Encore s’est-il plu à orner cette « admirable figure » de mille traits bien « humains », et qui devaient achever de nous la rendre sans danger. « J’ai voulu faire, dit-il, un tableau où les couleurs fussent fondues comme dans la nature, qui fût ressemblant à l’humanité, c’est-à-dire à la fois grand et puéril. » Sur quoi il affirmait que Jésus aimait à mener grasse vie, qu’il mentait volontiers, que tous ses miracles étaient le fait d’un charlatanisme vulgaire, « de telles impostures supposant toujours l’acquiescement tacite de l’auteur principal ». Les disciples, d’ailleurs, n’étaient pas mieux traités que le maître. Renan ne pouvait croire, en vérité, que ceux d’entre eux qui se sont répandus dans Jérusalem en criant : Jésus est ressuscité! eussent été les mêmes qui avaient « enlevé le corps » quelques heures avant. « L’imposture, cette fois, eût été trop forte. » Mais il nous montrait ces pêcheurs grossiers se jalousant entre eux, s’acharnant sans pitié sur « le pauvre Judas », dans le fait duquel « il y a eu peut-être plus de maladresse que de perversité. »

Renan avait beau jeu, après cela, à appeler Jésus un « délicieux jeune homme », et à se représenter lui-même comme « son continuateur le plus authentique ». Son excursion en Palestine n’en avait pas moins eu pour objet de reconduire là-bas, une bonne fois, la divinité de Notre-Seigneur. Et quels que soient les motifs que nous ayons eus pour vouloir en être délivrés, il ne paraît pas que celui qui nous en a délivrés en ait eu aucun, lui, que de nous rendre service. Car les termes mêmes où il parle de la doctrine du «délicieux charlatan » prouvent que peu d’hommes en ont aussi profondément senti la surnaturelle beauté. Et quand il nous affirme, au début de son livre, qu’il lui est impossible de prendre au sérieux la divinité de Jésus, attendu que « jamais il n’y a eu jusqu’ici de miracle constaté », c’est ce propos même que nous devons nous garder de trop prendre au sérieux.

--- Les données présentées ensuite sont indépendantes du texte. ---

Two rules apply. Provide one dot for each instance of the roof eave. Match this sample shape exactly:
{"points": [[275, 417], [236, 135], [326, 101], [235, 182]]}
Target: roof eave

Ne lisons-nous pas quelques lignes plus loin, dans la Vie de Jésus, que « l’histoire est pleine de synchronismes étranges, qui font que, sans avoir communiqué entre elles, des fractions de l’espèce humaine très éloignées les unes des autres arrivent en même temps à des idées et à des imaginations identiques »? Ce n’est point là, sans doute, un miracle tout à fait « constaté » ; mais on avouera qu’il est au moins aussi difficile à expliquer que la guérison d’un aveugle ou d’un possédé. Et à toutes les pages, dans l’œuvre de Renan, on en trouverait de pareils, dont personne n’a pensé à se scandaliser. Le miracle, du reste, ne scandalise personne. Nous sentons trop que de toutes parts il nous entoure, que nous marchons et vivons dans le surnaturel. Qui donc oserait soutenir sincèrement que, dans sa vie privée et pour son propre usage, il croit à un enchaînement invariable des effets et des causes?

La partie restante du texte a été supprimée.